Money laundering is a serious federal crime and a felony in Minnesota. It is when an organized criminal entity obtains large sums of money illegally and then launders it before integrating it into the financial system. Money laundering can happen in different industries, using varying methods of placement and layering. You might not even realize you were involved in the criminal activity. If you are under investigation for suspected money laundering, you should prepare to build a solid defense.
Lack of knowledge and intent
To be guilty of a crime, the defendant must have knowingly and willfully committed the act. You might even be a victim. The real criminals could have used your accounts and name to siphon the dirty money. You did not know the perpetrators acquired the funds through illegal activities. Because you were not aware, you had no intention of committing the crime in the first place.

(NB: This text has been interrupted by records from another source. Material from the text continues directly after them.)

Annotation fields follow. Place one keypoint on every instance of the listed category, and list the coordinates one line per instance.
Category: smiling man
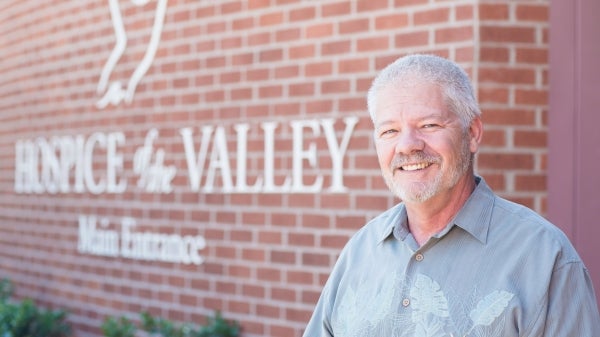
(452, 258)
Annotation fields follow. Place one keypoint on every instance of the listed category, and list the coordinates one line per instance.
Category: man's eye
(388, 132)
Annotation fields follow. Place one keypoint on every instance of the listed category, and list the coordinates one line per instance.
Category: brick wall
(220, 64)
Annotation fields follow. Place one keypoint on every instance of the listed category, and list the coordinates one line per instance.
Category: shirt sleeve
(319, 324)
(570, 308)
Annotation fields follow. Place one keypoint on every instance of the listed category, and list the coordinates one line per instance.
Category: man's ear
(475, 134)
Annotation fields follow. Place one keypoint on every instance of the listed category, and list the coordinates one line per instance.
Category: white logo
(114, 92)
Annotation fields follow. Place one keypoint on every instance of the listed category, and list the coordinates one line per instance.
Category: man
(452, 259)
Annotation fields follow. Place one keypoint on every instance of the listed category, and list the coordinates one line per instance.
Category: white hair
(418, 68)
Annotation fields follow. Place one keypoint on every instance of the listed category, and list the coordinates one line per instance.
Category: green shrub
(25, 319)
(216, 326)
(121, 327)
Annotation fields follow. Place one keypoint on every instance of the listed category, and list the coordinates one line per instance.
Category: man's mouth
(414, 167)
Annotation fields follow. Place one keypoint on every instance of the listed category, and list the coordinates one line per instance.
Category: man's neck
(430, 217)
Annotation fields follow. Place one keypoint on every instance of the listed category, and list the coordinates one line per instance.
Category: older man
(452, 259)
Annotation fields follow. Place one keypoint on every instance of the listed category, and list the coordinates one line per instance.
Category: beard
(422, 191)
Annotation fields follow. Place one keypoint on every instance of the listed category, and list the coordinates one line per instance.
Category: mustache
(413, 158)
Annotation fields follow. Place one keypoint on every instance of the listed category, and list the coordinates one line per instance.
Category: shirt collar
(474, 217)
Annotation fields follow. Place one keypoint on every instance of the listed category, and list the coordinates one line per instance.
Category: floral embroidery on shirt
(371, 312)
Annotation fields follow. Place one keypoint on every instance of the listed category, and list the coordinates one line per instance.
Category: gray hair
(418, 68)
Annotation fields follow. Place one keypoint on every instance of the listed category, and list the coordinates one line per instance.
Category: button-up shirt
(497, 269)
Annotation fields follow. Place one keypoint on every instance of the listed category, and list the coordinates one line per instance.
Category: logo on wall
(114, 92)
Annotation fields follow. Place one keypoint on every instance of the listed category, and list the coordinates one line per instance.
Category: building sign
(114, 92)
(95, 164)
(68, 164)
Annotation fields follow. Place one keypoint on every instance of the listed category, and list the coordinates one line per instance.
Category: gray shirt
(497, 269)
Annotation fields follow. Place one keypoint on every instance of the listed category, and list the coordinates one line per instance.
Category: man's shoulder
(531, 229)
(380, 226)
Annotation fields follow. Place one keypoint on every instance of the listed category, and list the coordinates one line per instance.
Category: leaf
(489, 308)
(428, 298)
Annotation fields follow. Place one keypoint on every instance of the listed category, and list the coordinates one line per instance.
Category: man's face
(423, 149)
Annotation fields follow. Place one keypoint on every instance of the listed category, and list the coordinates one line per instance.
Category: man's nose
(409, 141)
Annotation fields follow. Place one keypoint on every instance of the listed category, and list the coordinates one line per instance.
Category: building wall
(76, 174)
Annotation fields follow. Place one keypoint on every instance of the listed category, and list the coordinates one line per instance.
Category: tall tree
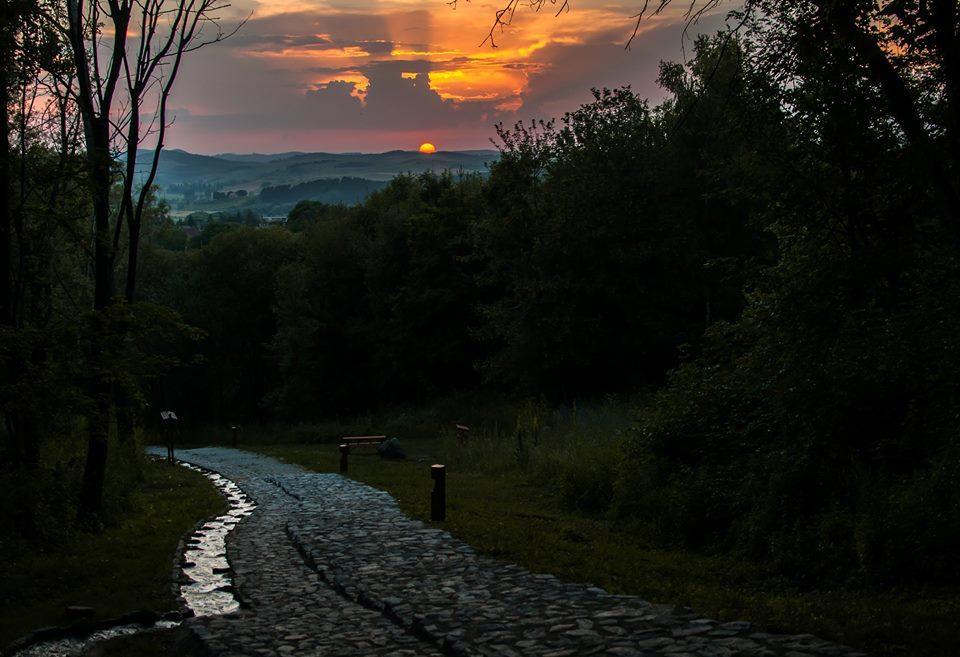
(122, 73)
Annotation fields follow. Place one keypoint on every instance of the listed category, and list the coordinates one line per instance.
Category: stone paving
(329, 566)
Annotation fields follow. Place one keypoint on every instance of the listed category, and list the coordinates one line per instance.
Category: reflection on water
(209, 591)
(68, 647)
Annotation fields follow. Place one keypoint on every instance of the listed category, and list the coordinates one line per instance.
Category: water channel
(206, 587)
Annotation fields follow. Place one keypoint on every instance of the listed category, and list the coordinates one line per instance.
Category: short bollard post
(438, 498)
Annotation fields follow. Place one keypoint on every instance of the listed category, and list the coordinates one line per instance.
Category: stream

A law enforcement officer may have induced or persuaded you to commit the act. Entrapment occurs when an undercover agent or law enforcement officer introduces the crime to an innocent party and encourages them to do it.
The Fourth Amendment defense
The Fourth Amendment protects every United States citizen from unreasonable search and seizure. The prosecution may not use evidence if they obtained it through violating your constitutional rights.
Lack of material evidence
In any criminal lawsuit, the prosecution carries the burden of proving that the defendant committed the crime beyond a reasonable doubt. Circumstantial evidence is not enough to convict a person of a crime.
You must not take money laundering accusations lightly. A conviction could change your life forever. You must try everything you can to defend yourself against these unfair allegations.